Martel was going to be that little boy’s godmother, Hill said.
“I don’t know . . . if I touched her in the same way she touched me . . . but she was my best friend,” Hill said.
She spoke of the doubt and sense of guilt that plagues her every free moment. She wondered whether Jen understood the dire warnings from her loved ones, whether Martel felt alone or was in terrible pain at the end, and whether she had done enough to keep her best friend safe.
“I wonder if she knows I failed her,” Hill said, crying hard.
Dozens of people have surely been asking themselves that question the last nine months: family, friends, police officers, and prosecutors. We’ll never know whether any of them could have saved Martel’s life.

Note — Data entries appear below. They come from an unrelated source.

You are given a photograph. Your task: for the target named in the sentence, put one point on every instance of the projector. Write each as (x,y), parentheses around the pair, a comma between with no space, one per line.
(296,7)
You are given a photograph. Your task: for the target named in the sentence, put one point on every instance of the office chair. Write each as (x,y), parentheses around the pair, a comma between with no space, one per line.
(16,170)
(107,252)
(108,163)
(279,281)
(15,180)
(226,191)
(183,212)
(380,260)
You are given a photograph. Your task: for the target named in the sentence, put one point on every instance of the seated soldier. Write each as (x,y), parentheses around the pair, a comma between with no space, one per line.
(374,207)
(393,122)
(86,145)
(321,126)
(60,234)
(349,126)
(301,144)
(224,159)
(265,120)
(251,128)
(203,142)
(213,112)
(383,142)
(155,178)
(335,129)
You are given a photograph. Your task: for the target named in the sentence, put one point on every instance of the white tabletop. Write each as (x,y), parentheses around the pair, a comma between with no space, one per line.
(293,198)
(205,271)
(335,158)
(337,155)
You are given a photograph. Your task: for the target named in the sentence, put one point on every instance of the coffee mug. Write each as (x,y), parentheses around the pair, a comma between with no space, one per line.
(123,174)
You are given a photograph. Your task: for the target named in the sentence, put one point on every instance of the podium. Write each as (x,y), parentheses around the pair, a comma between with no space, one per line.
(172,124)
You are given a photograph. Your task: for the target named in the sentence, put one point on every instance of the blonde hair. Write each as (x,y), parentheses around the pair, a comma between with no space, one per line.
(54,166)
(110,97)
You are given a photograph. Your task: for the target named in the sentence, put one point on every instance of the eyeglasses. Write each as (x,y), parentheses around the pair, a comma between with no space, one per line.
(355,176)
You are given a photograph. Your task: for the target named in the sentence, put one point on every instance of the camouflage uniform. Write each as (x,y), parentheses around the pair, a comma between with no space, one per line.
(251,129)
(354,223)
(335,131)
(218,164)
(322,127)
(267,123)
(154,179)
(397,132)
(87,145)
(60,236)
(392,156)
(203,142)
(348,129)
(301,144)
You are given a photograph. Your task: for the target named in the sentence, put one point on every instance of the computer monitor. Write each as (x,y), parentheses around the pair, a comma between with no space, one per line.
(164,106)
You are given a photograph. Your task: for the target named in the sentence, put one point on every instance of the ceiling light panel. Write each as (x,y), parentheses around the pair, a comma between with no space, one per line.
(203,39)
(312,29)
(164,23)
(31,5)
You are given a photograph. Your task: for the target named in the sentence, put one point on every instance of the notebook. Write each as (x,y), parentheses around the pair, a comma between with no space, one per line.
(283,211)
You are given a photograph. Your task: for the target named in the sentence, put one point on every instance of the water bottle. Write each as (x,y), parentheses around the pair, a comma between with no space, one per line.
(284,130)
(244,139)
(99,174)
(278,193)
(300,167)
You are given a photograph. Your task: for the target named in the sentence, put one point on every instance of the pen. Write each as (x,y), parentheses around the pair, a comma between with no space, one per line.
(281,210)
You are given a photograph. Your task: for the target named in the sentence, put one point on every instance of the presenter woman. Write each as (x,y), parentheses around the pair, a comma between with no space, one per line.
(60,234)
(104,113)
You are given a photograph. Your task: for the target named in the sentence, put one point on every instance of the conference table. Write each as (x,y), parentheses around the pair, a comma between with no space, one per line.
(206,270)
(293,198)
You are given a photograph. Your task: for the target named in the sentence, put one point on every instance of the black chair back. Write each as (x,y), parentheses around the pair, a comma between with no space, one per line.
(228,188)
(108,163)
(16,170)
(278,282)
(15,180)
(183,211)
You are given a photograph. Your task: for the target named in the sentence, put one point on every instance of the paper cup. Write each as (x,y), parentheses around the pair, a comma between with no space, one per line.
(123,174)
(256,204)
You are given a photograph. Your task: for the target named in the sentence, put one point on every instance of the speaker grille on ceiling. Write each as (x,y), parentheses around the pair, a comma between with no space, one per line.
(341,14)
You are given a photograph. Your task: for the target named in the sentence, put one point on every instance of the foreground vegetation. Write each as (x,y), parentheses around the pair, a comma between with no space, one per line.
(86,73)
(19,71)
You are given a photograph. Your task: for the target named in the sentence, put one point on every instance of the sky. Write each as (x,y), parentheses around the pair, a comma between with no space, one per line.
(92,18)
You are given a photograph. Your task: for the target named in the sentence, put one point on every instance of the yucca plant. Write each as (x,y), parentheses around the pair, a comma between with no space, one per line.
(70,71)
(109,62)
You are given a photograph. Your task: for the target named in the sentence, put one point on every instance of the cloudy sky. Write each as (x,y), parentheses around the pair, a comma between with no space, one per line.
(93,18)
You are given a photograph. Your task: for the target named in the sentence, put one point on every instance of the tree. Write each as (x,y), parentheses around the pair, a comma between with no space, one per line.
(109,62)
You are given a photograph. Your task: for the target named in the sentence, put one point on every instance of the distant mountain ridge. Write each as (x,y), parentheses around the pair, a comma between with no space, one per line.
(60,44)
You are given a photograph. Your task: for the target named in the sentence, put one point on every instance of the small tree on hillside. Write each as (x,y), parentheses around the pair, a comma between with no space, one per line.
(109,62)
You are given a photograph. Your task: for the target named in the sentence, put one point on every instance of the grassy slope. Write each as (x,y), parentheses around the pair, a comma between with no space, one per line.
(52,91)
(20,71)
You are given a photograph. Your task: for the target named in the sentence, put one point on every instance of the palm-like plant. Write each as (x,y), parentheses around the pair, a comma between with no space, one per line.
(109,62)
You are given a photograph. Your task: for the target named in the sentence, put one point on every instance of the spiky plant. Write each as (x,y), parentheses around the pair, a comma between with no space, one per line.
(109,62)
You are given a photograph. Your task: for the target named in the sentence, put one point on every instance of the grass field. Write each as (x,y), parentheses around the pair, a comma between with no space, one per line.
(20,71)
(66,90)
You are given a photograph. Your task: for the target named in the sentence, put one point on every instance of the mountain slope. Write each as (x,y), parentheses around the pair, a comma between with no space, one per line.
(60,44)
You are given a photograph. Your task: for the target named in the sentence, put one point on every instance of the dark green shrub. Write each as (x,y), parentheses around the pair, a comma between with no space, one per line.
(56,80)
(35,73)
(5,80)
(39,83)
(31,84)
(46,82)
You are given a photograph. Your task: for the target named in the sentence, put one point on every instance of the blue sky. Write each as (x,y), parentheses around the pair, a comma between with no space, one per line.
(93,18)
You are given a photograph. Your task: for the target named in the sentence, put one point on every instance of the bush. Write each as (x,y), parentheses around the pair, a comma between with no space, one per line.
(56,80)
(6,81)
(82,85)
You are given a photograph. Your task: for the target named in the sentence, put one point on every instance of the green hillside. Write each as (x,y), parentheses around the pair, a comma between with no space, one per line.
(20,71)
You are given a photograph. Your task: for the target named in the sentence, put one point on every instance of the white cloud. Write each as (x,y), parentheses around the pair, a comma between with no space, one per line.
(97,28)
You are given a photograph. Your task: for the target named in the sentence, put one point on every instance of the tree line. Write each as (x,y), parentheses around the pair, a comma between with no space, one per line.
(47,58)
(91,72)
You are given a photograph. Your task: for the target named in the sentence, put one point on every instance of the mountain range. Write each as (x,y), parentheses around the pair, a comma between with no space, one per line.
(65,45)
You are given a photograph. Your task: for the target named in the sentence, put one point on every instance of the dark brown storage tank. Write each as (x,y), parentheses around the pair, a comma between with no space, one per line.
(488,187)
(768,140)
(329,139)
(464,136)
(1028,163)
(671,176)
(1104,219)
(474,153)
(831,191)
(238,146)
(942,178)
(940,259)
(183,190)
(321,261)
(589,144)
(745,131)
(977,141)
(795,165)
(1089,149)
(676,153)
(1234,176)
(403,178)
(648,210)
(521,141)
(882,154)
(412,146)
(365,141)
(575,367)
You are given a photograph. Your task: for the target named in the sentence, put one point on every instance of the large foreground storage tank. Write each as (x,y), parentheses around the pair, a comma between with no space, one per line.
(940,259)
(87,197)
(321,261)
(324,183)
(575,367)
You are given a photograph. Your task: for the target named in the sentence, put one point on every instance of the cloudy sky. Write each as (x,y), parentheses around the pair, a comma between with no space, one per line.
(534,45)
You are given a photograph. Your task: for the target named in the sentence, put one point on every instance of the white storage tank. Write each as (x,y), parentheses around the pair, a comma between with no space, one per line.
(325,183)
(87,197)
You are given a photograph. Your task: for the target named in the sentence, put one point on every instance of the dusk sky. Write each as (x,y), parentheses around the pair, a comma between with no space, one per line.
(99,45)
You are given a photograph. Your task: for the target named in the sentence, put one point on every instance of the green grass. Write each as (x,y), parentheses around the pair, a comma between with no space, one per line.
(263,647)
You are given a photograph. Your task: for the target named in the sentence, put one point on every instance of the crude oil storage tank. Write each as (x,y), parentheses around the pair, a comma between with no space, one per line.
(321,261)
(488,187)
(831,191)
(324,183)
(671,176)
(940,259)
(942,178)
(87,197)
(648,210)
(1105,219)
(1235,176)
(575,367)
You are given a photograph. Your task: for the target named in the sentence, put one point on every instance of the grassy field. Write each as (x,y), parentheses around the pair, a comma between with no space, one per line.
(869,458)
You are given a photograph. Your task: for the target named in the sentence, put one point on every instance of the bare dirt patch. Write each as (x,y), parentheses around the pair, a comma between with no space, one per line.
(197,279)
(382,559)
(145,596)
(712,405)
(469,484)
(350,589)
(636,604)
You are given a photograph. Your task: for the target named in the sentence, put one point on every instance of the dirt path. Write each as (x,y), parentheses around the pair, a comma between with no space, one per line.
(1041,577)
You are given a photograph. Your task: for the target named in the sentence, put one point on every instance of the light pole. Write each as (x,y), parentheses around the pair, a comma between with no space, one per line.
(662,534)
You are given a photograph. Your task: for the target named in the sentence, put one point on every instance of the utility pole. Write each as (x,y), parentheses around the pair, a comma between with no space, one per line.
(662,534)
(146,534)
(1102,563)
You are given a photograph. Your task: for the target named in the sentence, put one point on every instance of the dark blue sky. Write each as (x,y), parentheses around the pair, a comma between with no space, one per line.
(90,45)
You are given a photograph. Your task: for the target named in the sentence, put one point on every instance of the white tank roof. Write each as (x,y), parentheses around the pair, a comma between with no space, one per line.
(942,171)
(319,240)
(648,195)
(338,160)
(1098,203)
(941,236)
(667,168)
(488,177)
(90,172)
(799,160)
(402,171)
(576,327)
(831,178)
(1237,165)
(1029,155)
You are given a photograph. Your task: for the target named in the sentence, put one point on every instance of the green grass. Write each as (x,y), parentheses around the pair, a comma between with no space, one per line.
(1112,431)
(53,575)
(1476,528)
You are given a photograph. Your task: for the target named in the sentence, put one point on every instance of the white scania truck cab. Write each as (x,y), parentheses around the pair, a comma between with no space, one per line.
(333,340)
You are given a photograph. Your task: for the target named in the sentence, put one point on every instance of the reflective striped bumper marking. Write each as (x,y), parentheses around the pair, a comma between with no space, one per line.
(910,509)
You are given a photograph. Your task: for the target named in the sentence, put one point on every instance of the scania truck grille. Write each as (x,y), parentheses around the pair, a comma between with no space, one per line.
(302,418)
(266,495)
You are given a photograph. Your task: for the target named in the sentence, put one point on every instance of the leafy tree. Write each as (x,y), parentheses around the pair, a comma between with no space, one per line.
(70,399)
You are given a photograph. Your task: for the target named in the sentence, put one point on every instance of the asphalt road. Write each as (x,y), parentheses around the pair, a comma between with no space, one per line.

But only one person really controlled her fate, and that was the man who sat in the defendant’s chair Tuesday. Jared Remy can blame steroids or Martel’s threats or any number of mitigating factors. But it was all him.
Those who loved Jennifer Martel should know that. They should know they are as blameless in her murder as Hill’s 14-month-old son, who slept through all of the gruesomeness in the courtroom, waking just as Remy was led away.
And as Hill wheeled him out, the little boy who would have been Jennifer Martel’s godson looked up at his mother, a picture of innocence, his face full of love.
It’s the love we all start with, the love that Jared Remy stole from his daughter, and Jennifer Martel took to her grave.